To our Spoon Crew:

Over the next few weeks we're saying "see you later" to some of our meals. We’ve loved these meals as much as you have, but it’s time to make a little room for something new.

But have no fear! We're providing the recipes for some of these meals so you can still enjoy them at home:

Sweet Potato Quinoa Grain Bowl

Approx. 1 tbsp olive oil
1 1/2 cups cooked quinoa
1 cup sweet potatoes, diced
1 cup dried chickpeas, soaked overnight and drained, or 1 can (15 ounces) low-sodium chickpeas, rinsed and drained
3/4 cup shiitake mushrooms, sliced
1/4 cup organic kale, chopped
¼ cup of water
3 tbsp of tahini
Juice of ½ a lemon

Recipe makes approximately 4 servings


  1. Preheat the oven to 400°F. On a baking sheet toss the diced sweet potatoes with a drizzle of olive oil and a few pinches of salt and pepper.

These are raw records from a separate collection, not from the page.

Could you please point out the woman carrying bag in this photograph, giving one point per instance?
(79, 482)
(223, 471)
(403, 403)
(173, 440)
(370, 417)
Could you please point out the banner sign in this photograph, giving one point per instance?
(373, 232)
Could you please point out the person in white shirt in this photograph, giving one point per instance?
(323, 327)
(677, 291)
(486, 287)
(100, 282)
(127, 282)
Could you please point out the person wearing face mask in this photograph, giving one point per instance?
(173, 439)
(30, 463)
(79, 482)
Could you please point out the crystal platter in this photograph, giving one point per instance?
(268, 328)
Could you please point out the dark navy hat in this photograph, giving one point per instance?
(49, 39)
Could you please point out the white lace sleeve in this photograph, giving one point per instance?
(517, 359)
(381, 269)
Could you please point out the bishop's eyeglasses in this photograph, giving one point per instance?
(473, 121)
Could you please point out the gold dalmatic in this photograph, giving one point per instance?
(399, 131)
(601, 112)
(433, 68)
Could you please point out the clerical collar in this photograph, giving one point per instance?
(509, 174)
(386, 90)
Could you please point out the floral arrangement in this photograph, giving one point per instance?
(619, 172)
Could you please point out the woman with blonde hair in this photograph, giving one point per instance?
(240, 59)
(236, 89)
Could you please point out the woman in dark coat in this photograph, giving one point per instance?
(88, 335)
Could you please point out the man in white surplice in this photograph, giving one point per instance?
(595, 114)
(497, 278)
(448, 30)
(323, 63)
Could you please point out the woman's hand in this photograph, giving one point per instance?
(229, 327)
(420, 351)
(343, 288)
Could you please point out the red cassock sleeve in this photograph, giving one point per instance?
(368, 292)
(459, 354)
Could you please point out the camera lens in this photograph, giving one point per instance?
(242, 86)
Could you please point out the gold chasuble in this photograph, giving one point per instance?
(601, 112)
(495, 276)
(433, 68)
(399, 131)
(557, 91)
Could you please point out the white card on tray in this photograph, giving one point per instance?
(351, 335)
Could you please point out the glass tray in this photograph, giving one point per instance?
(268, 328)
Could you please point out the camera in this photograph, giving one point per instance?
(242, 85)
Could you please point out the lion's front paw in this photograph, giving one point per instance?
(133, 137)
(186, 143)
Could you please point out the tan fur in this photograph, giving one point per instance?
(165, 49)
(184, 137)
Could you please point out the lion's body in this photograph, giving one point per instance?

Roast until golden brown, 25 to 30 minutes.
  2. To prepare the mushrooms, cut off the hard part from the bottom of the stem and slice. Heat 1 tsp oil in a medium skillet and add in the mushrooms. Cook for about 4 minutes on medium to low heat.
  3. Add chopped kale and chickpeas to skillet with mushrooms. Let kale wilt and chickpeas heat through for 3 - 4 minutes.
  4. For the sauce, in a small bowl whisk together water, tahini, sesame oil, lemon juice, water, and salt to taste.
  5. To serve, place cooked quinoa in a bowl. Combine the roasted sweet potatoes chickpeas, quinoa, shiitake mushrooms, and kale mixture and spoon on top of quinoa. Drizzle with dressing a few pinches of salt and pepper. Add more lemon juice and season to taste.